La guerra commerciale a colpi di dazi tra Cina e Stati Uniti finora ha inflitto più danni che recare vantaggi. “Le tensioni sono autolesionismo” ha dichiarato a Bloomberg TV stamattina Isabelle Mateos y Lago, Managing Director e global macro investment strategist della squadra di Investment Strategy del BlackRock Investment Institute.
L’analista ha sottolineato come la Cina stia reagendo alle misure concrete intraprese dagli Stati Uniti piuttosto che rispondere agli annunci a se stanti. I mercati finanziari e le grandi aziende internazionali sono preoccupati per le tensioni e “hanno ragione di esserlo“, secondo Mateos y Lago.
La Cina ha pubblicato una risposta dura lunga 1.300 parole alla lista di prodotti Made in China per 200 miliardi di dollari complessivi su cui Donald Trump dice di voler imporre ulteriori dazi del 10%. Pechino ha dichiarato che la manovra “peggiorerebbe seriamente” il contesto di scambi commerciali globale e danneggerebbe le attività delle multinazionali e il potere d’acquisto dei consumatori in tutto il mondo.
Intanto gli ultimi dati pubblicati dalla Cina mostrano un surplus commerciale con gli Stati Uniti da record.
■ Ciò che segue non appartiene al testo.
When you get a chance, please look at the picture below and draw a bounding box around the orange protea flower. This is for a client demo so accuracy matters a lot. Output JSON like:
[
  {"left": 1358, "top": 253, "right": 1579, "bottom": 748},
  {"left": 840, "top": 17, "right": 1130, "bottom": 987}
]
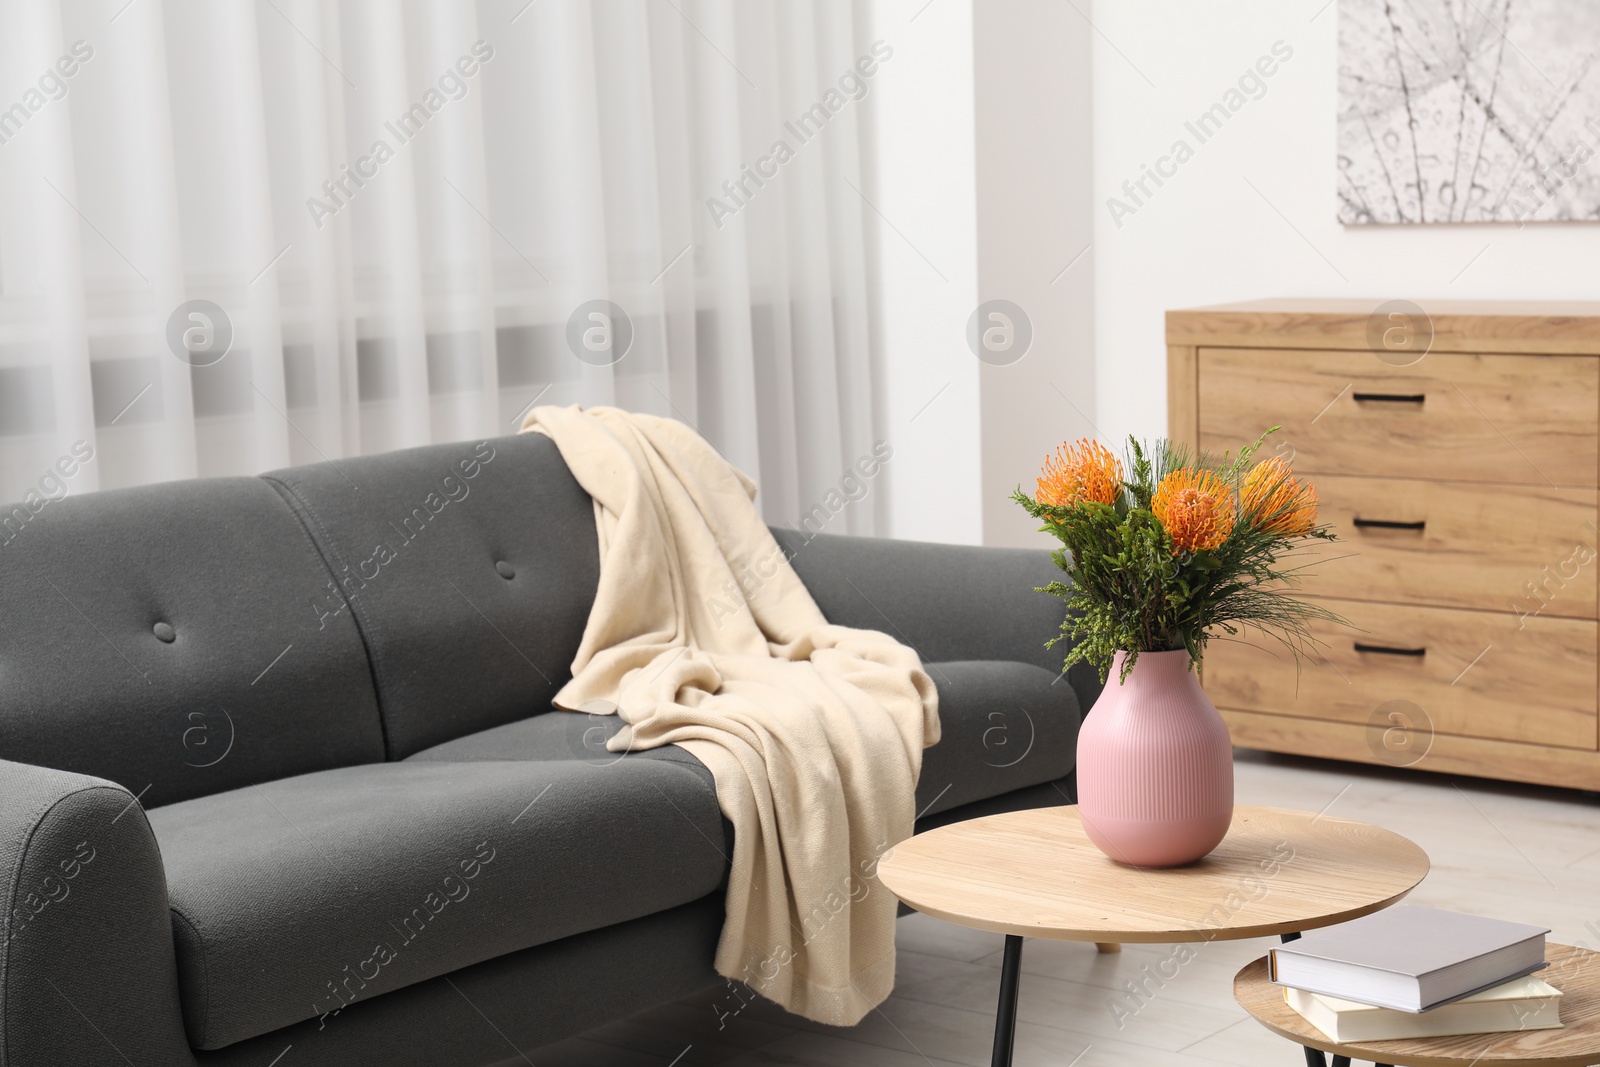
[
  {"left": 1036, "top": 439, "right": 1123, "bottom": 513},
  {"left": 1241, "top": 456, "right": 1319, "bottom": 537},
  {"left": 1152, "top": 468, "right": 1236, "bottom": 553}
]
Nonostante i dazi già in vigore su acciaio e alluminio, le esportazioni della seconda economia al mondo verso l’America sono cresciute nettamente in giugno. Le attività di export sono salite dell’11,3% rispetto a un anno fa, più dell’incremento del 10% previsto.
Cina, surplus commerciale record: “un’arma a doppio taglio”
Il valore mensile complessivo di beni esportati in Usa di $28,97 miliardi è un record e rappresenta un incremento notevole rispetto ai $24,58 miliardi di maggio, stando ai calcoli di Reuters che si basano sui dati ufficiali pubblicati dalla Cina dal 2008 a oggi.
Secondo Michael van Dulken di Accendo Markets le cifre commerciali della Cina sono “un’arma a doppio taglio“: da un lato sono un dato positivo per l’andamento dell’attività commerciale, ma dall’altro sono anche la conferma del fatto che il governo Trump ha più di un motivo per lamentarsi delle pratiche commerciali sleali di Pechino.
Gli ultimi dati rischiano di infiammare ulteriormente la disputa tra Cina e Stati Uniti. Il mese scorso il ministero cinese del Commercio ha fatto sapere che i gruppi esportatori stavano accelerando le spedizioni di prodotti verso gli Stati Uniti proprio perché anticipavano l’arrivo di nuovi dazi penalizzanti.
Trump, che ha chiesto a più riprese alla Cina di ridurre il suo avanzo commerciale nei confronti degli Usa e che ha criticato le politiche di svalutazione valutaria del governo di Pechino, può citare gli ultimi risultati sul fronte dell’export cinese per esercitare nuove pressioni sulla Cina.
A provocare le ire di Trump è anche lo yuan
La settimana scorsa entrambi i paesi hanno imposto dazi reciproci su beni per un valore pari a 34 miliardi di dollari. Washington ha avvertito Pechino che potrebbe annunciare tariffe su beni cinesi importati pari a più di 500 miliardi di dollari, una cifra che equivale quasi all’ammontare totale di prodotti importati in Usa dalla Cina nel 2017.
L’escalation della guerra commerciale ha innervosito i mercati finanziari questa settimana. Il timore è che una disputa a tutto campo deragli la ripresa dell’economia globale. L’azionario in Cina è ora in una fase di mercato ribassista mentre lo yuan continua a indebolirsi. La Banca centrale della Cina potrebbe intervenire per arginare i cali della valuta nazionale.
David Cheetham, chief market analyst di XTB, ricorda che a provocare le ire di Trump, oltre agli ultimi dati sull’avanzo commerciale, potrebbe essere proprio la progressiva svalutazione dello yuan:
“un altro sviluppo che attirerà con ogni probabilità le ire di Trump è la svalutazione persistente dello yuan cinese, che è impostato per subire la quinta settimana consecutiva di perdite rispetto al dollaro Usa, la striscia settimanale negativa più lunga degli ultimi due anni“.